Avec une infinie précaution, il se retira, presque totalement, jusqu'à ce que je le retienne pour le reprendre en moi.
La douleur s'atténua à la mesure de ses va-et-vient. Ses baisers se multiplièrent, tendres, passionnés, mutins, à m'en faire perdre la raison.
Je l'aimais. Je l'aimais tellement.

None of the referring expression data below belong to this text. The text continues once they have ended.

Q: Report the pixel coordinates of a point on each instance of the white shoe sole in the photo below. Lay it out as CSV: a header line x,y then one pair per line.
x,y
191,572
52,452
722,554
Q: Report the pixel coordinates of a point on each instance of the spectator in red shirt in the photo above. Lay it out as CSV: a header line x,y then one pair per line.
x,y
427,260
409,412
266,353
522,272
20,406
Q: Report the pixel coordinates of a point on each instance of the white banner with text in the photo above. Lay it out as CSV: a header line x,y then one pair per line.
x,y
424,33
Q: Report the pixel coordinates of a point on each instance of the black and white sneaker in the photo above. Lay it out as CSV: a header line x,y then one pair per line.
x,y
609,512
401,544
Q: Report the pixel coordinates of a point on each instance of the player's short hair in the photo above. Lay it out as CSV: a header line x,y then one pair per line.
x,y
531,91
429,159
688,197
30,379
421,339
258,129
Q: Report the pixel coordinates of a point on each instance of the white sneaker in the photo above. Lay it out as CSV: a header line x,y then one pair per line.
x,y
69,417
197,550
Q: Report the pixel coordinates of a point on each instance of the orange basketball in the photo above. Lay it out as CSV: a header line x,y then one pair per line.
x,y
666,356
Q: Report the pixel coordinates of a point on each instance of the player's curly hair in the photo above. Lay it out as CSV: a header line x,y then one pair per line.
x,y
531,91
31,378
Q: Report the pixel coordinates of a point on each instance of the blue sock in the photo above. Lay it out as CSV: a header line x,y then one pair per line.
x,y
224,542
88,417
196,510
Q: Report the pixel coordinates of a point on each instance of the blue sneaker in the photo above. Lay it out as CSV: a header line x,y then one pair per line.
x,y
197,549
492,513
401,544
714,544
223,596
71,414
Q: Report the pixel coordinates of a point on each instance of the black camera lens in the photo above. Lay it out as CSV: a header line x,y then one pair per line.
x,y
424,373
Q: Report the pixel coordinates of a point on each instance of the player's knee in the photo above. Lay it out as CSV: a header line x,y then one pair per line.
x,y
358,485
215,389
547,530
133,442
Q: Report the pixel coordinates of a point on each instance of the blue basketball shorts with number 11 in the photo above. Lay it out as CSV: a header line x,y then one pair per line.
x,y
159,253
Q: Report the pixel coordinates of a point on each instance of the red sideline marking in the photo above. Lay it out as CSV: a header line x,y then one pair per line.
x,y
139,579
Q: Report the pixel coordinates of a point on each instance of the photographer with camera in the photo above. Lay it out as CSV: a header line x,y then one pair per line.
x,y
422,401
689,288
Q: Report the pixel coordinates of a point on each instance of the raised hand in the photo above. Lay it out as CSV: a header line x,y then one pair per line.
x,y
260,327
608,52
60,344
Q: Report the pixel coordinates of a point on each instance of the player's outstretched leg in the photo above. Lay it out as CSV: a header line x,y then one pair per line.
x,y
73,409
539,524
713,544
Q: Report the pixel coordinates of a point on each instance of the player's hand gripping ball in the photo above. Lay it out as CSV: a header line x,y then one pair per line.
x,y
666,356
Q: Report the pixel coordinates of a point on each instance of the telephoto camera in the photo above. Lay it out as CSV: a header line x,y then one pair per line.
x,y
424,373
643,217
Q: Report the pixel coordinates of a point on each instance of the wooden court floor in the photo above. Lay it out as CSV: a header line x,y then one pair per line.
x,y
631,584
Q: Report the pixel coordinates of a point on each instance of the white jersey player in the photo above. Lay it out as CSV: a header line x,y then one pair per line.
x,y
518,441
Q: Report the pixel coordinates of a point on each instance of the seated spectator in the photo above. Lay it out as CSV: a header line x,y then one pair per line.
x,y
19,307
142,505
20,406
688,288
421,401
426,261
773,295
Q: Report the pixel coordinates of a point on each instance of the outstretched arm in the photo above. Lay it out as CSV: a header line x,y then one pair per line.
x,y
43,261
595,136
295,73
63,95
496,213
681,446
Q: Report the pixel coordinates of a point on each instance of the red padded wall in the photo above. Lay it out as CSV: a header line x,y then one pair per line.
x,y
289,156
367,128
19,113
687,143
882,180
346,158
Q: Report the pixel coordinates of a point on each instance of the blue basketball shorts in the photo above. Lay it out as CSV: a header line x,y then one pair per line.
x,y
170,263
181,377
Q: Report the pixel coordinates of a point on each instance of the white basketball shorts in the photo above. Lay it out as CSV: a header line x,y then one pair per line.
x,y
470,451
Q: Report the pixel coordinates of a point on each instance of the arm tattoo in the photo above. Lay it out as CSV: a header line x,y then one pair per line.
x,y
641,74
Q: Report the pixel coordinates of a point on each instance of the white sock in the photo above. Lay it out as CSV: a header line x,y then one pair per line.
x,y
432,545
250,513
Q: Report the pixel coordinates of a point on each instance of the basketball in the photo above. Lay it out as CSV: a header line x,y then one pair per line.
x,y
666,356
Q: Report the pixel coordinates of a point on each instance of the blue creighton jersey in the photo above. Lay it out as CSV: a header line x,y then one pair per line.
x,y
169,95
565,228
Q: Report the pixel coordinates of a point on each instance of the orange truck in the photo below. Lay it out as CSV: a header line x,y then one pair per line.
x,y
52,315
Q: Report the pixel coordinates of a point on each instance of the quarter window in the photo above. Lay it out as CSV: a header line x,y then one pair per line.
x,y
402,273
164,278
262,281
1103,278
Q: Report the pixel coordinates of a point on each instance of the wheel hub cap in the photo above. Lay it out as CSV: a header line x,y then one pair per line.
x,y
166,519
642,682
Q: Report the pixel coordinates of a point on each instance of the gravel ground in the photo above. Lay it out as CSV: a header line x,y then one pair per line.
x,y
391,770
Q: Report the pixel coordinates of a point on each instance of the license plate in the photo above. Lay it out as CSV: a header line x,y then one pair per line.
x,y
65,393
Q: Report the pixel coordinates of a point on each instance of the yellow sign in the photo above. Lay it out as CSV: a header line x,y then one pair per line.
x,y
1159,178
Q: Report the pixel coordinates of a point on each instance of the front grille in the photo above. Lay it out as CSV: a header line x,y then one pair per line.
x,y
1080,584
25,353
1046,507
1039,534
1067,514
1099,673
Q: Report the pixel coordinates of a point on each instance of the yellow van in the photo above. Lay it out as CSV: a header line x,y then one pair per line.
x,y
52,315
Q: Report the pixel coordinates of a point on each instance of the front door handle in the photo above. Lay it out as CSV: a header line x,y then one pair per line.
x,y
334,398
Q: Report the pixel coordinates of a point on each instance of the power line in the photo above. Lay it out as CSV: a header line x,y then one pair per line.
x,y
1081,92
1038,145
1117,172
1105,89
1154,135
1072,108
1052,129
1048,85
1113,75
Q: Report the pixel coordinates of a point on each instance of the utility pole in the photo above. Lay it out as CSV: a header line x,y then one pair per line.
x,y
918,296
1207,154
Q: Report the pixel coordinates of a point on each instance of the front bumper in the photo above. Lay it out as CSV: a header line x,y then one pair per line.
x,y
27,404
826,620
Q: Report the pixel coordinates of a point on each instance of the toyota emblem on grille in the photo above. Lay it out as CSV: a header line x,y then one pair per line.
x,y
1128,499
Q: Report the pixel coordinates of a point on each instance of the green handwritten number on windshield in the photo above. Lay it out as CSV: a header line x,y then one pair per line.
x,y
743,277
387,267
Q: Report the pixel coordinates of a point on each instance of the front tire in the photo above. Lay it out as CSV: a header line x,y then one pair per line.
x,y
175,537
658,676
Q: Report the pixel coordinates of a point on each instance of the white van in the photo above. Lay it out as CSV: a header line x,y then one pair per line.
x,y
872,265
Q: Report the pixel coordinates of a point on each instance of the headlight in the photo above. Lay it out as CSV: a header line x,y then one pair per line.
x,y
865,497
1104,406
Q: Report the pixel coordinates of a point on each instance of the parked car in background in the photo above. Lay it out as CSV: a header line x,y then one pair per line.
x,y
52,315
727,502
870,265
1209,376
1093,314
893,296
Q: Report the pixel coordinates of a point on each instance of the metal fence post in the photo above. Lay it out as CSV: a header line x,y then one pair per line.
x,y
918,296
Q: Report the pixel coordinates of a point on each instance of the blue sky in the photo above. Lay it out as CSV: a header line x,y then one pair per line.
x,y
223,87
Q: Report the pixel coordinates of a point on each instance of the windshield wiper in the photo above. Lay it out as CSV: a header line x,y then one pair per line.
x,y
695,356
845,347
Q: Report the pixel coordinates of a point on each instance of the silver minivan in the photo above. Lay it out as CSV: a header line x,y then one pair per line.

Et je ne m'étais jamais sentie plus en communion avec lui qu'en cet instant.
- Je ne vais pas tenir longtemps, me confia-t-il, avec un sourire désolé.
- Pfff, t'es trop nul, le taquinai-je.
Il s'immobilisa et inclina la tête, feignant d'être outré.
- Pardon, jeune fille ? Vous oubliez que j'ai une arme de destruction massive entre vos jambes, et que je pourrai m'en servir pour me venger.
J'éclatai de rire.
- Une arme de destruction massive ? Permets-moi d'en douter !
- Tu me vexes !
- Je n'en ai aucune preuve, c'est ma première fois, je ne suis pas objective ! Et je ne l'ai pas vue !
- Il va falloir que tu y jettes un œil de plus près, répliqua-t-il, avec une moue pensive qui me fit glousser derechef.
Son sexe en moi remua, comme pour s'affirmer.
- Hey ! Qu'est-ce que tu fiches ? C'est bizarre !
Ce fut à son tour de rire.
- Il se prépare pour l'offensive.
Hilares, nous échangeâmes un dernier baiser, avant que, pendant son coup de reins, on ouvrît la porte dans une volée.
- Abain, Esme, vous... Oh, mon Dieu !
Je me pétrifiai, en même temps qu'Abain, frôlant la crise cardiaque.
- Maman ?!
Incapable d'affronter Geraldine, je plongeai mon visage dans le creux de l'épaule de son fils.
- Sors d'ici, Abain ! hurla-t-elle en pointant l'extérieur.
- Maman, c'est pas ce que tu crois !
Il se redressa, mais je l'agrippai fermement. Terrorisée, je ne voulais pas qu'il m'abandonne. J'eus l'impression que mon cœur tentait de percer mes côtes, tant ses cognements étaient douloureux.
- Je ne veux rien savoir ! Sors de cette chambre immédiatement !
- Chérie, tout va bien ? s'éleva la voix de son époux depuis l'escalier.
Oh, mon Dieu ! Dans quelques secondes, toute la maison serait au courant de la situation.
- Lâche-moi, Esme, m'intima Abain avec une douceur forcée.
Je déglutis. M'exécutai. La panique à son paroxysme.
Il s'extirpa de mon corps, puis des draps, enfilant son jean en vitesse pour déguerpir dans le couloir.